在一个宁静的夜晚,他们于一片森林歇脚。篝火噼啪作响。米斯西里尔借着火光,看着他们一路收集的碎片。
“看,米斯西里尔。”戴隆的脸上满足的微笑,“我们已经收集了这么多,中洲大地并未完全遗忘光明。”
米斯西里尔的目光扫过这些物件,眼中也有一丝温和的波动。“是的,它们本身就是希望的证明。”
他摊开一张标记了诸多符号的地图,手指缓缓点向几个被特殊符号标注的位置,眉头微微蹙起。
“但有些东西是中洲这片土地上无法寻获的。”
戴隆凑近些,看着那些符号:“双圣树的露水……随着双圣树的陨落,世间早已不存。”他顿了顿,指向另一个标记,“还有太阳的纯净力量?我们头顶的太阳,难道不是……”
“它曾是,”米斯西里尔打断他,目光深邃,“但自它被升起,便已与世上所有的欢乐与悲伤交织在一起,它的光芒蕴含着生命与温暖。我需要的是它未被任何阴影沾染的那缕纯粹的初生之光,但那远非我们所能触及。”
他的手指移向另外两个几乎并排的标记:“爱努灵魂中的光芒,以及大希望之星本身的力量。”他抬起头,望向夜空中那颗最为明亮的星辰,“前者是神之本质,后者……埃雅仁迪尔已成为那星辰不可分割的一部分,他们的使命是照耀与希望,这亦是我们难以得到的。”
戴隆沉默了片刻,篝火在他眼中跳跃。他们几乎走遍了中洲可能藏有光明碎片的地方,依靠智慧和勇气取得了令人惊叹的收获,但最后这几样确实超出了他们的能力范围。
“也许……”戴隆犹豫地开口,“也许我们该返回多瑞亚斯一段时间,或许其他人能提供新的见解。而且我们也需要休整,将这些已获得的碎片妥善安置。”
米斯西里尔长长地叹了口气,那紧绷的肩膀微微松弛下来,小心地将所有收集品一一收起。
“你说得对,我们回去,再从长计议。”
而在此时,维拉的大军也到达了中洲。海岸线上残余游荡的奥克与黑暗生物惊恐万状地逃回黑暗的巢穴。
消息迅速传遍整个中洲。所有仍在抵抗的自由人民,无论是精灵、人类,还是矮人,心中的信念被这突如其来的强援重新点燃。
率领这支大军的是曼威的传令官埃昂威。他拜访了各地的精灵领袖,协调战局,布置防线。他的到来本身就是一种宣告:维拉并未遗忘中洲,最终的清算时刻即将来临。
也正是在这个时候,米斯西里尔与戴隆结束了他们漫长的寻访之旅,风尘仆仆地回到了多瑞亚斯。
回到千石窟宫殿的次日清晨,米斯西里尔想去藏书室查阅一些卷轴,试图寻找替代方案的线索。他拐过一条寂静无人的廊道,就在这静谧的角落里,他毫无预兆地撞见了一个人。
埃昂威正站在那里,欣赏着石壁上的雕刻。他只穿着一件简单的素色长袍,但周身那纯粹而强大的力量毫无遮掩。

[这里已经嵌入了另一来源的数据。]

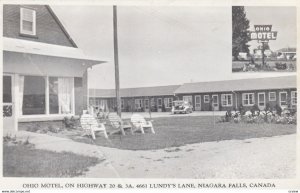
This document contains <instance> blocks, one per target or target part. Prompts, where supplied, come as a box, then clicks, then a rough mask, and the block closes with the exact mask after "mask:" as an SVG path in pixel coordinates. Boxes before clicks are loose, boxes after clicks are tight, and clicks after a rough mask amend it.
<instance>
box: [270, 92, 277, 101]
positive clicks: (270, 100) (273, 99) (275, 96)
mask: <svg viewBox="0 0 300 193" xmlns="http://www.w3.org/2000/svg"><path fill="white" fill-rule="evenodd" d="M269 101H276V92H269Z"/></svg>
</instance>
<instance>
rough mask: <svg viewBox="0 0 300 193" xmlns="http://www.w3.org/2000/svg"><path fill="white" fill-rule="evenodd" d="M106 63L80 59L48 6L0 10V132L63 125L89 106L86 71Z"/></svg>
mask: <svg viewBox="0 0 300 193" xmlns="http://www.w3.org/2000/svg"><path fill="white" fill-rule="evenodd" d="M103 62H104V61H102V60H100V59H97V58H92V57H89V56H87V55H85V54H84V53H83V51H82V50H80V49H79V48H78V47H77V45H76V43H75V42H74V41H73V40H72V38H71V37H70V35H69V33H68V32H67V31H66V29H65V28H64V26H63V25H62V23H61V22H60V21H59V19H58V17H57V16H56V15H55V13H54V12H53V10H52V9H51V7H50V6H48V5H4V6H3V128H4V134H6V133H12V132H15V131H17V129H18V122H27V121H47V120H61V119H63V118H64V117H65V116H74V115H80V114H81V113H82V110H83V109H86V108H87V106H88V82H87V76H88V71H87V69H88V68H91V67H92V66H93V65H96V64H100V63H103Z"/></svg>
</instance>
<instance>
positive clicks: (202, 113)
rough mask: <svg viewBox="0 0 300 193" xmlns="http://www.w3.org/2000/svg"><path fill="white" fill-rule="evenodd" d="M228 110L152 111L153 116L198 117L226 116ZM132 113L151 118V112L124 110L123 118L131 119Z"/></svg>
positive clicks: (169, 116)
mask: <svg viewBox="0 0 300 193" xmlns="http://www.w3.org/2000/svg"><path fill="white" fill-rule="evenodd" d="M225 113H226V111H214V112H213V111H194V112H192V113H190V114H175V115H173V114H172V113H171V112H151V118H159V117H191V116H192V117H196V116H224V115H225ZM132 114H140V115H142V116H143V117H145V118H150V114H149V112H133V113H132V112H122V118H123V119H130V117H131V116H132Z"/></svg>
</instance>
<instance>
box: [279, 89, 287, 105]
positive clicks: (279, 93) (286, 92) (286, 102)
mask: <svg viewBox="0 0 300 193" xmlns="http://www.w3.org/2000/svg"><path fill="white" fill-rule="evenodd" d="M279 102H280V106H281V107H286V105H287V92H280V93H279Z"/></svg>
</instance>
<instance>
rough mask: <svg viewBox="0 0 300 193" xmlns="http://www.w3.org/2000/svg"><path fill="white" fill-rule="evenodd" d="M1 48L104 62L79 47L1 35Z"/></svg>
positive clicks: (89, 60) (98, 63)
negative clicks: (95, 57)
mask: <svg viewBox="0 0 300 193" xmlns="http://www.w3.org/2000/svg"><path fill="white" fill-rule="evenodd" d="M3 50H5V51H10V52H19V53H28V54H36V55H45V56H54V57H62V58H72V59H78V60H85V61H86V63H87V64H89V65H95V64H101V63H104V62H105V61H103V60H100V59H98V58H95V57H92V56H88V55H86V54H85V53H84V52H83V51H82V50H81V49H79V48H74V47H67V46H60V45H54V44H47V43H40V42H34V41H28V40H21V39H16V38H7V37H3Z"/></svg>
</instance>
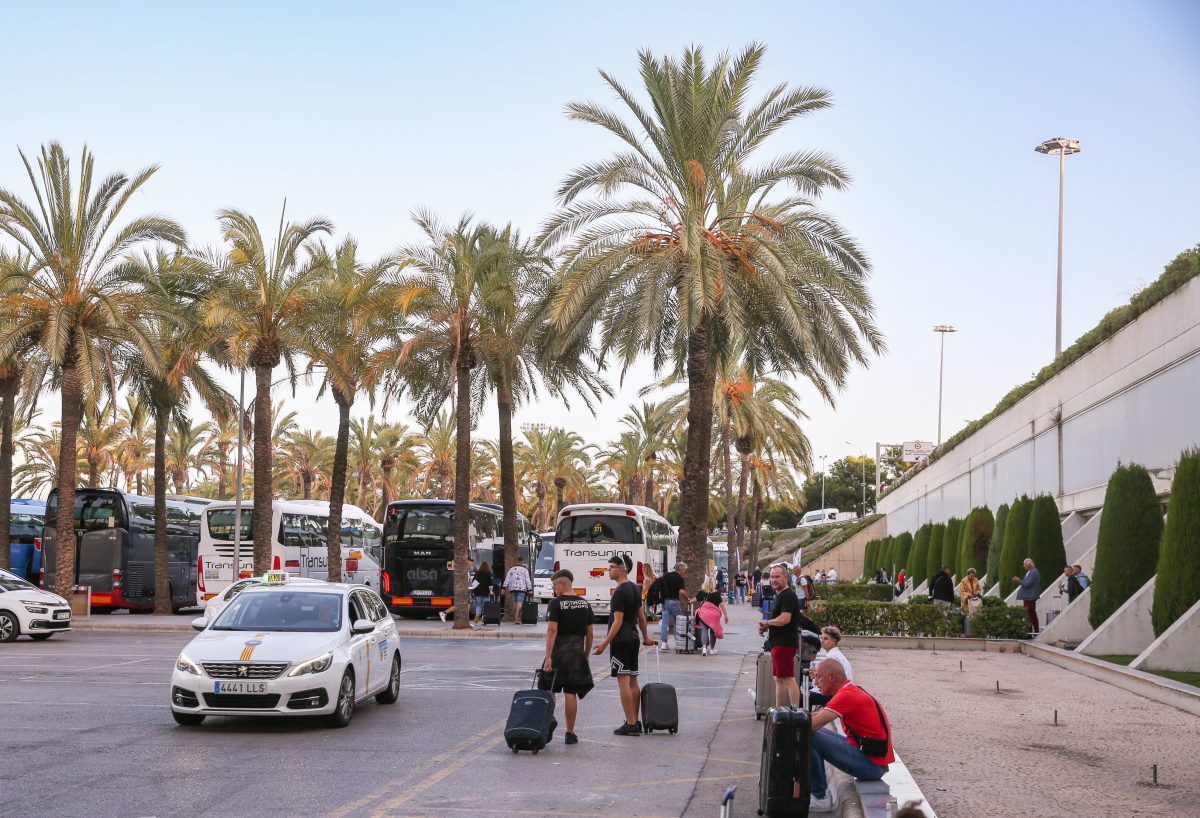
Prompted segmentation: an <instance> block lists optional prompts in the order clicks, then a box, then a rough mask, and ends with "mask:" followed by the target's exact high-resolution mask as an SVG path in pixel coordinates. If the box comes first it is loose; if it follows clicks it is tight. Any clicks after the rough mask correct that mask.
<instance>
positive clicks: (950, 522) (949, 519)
mask: <svg viewBox="0 0 1200 818" xmlns="http://www.w3.org/2000/svg"><path fill="white" fill-rule="evenodd" d="M961 531H962V521H961V519H959V518H958V517H950V518H949V519H948V521H946V534H943V535H942V565H949V566H950V571H953V570H954V564H955V563H956V561H958V559H959V535H960V534H961ZM942 565H938V566H937V567H942ZM959 579H961V577H959Z"/></svg>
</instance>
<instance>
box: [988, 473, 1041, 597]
mask: <svg viewBox="0 0 1200 818" xmlns="http://www.w3.org/2000/svg"><path fill="white" fill-rule="evenodd" d="M1032 510H1033V500H1031V499H1030V498H1027V497H1026V495H1024V494H1022V495H1021V499H1019V500H1018V501H1016V503H1014V504H1013V507H1012V509H1010V510H1009V512H1008V519H1007V521H1006V524H1004V546H1003V547H1002V548H1001V551H1000V567H998V569H997V571H1000V599H1002V600H1007V599H1008V595H1009V594H1012V593H1013V589H1014V588H1016V583H1015V582H1013V577H1020V576H1022V575H1024V571H1022V570H1021V563H1022V561H1024V560H1025V558H1026V557H1028V555H1030V511H1032Z"/></svg>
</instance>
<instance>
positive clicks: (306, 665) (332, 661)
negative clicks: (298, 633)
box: [288, 651, 334, 678]
mask: <svg viewBox="0 0 1200 818" xmlns="http://www.w3.org/2000/svg"><path fill="white" fill-rule="evenodd" d="M332 663H334V654H332V651H330V652H328V654H325V655H324V656H318V657H317V658H310V660H308V661H307V662H301V663H300V664H296V666H295V667H294V668H292V670H290V672H289V673H288V676H289V678H290V676H302V675H307V674H310V673H324V672H325V670H328V669H329V666H330V664H332Z"/></svg>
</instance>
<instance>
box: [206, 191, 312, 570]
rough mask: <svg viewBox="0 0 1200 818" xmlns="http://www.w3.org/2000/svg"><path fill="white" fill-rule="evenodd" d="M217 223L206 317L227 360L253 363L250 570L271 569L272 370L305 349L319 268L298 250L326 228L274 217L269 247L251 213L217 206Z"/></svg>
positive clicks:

米斯西里尔定在原地,全身的血液似乎在瞬间涌向头顶,引来一阵阵头晕目眩。他的目光被牢牢吸住,无法从埃昂威身上移开分毫。他听见自己灵魂深处传来一阵近乎欢欣雀跃的声音。
那感觉如此汹涌,几乎要淹没他的理智。
埃昂威缓缓转过身,似乎早已感知到他的到来。他看向米斯西里尔,嘴角勾起一丝笑意。“命运的织网果然奇妙,”他的声音在寂静的廊道中回荡,“我们终于见面了,异乡的贤者,我是埃昂威。”
米斯西里尔如同从一场迷梦中被惊醒,巨大的惊悸让他本能地向后踉跄了半步,心脏在胸腔里剧烈地跳动。他强行压下想要靠近埃昂威的冲动,指甲几乎掐进掌心,才勉强维持着表面的镇定,气喘吁吁的回应:“是的,我是米斯西里尔。”
他甚至来不及多说一句欢迎或客套的话,便近乎逃离般地侧身,快步从埃昂威身边走过,脚步声在空旷的廊道里显得格外清晰。他能感觉到埃昂威的目光一直跟随他的背影,将他的窘迫与挣扎尽收眼底。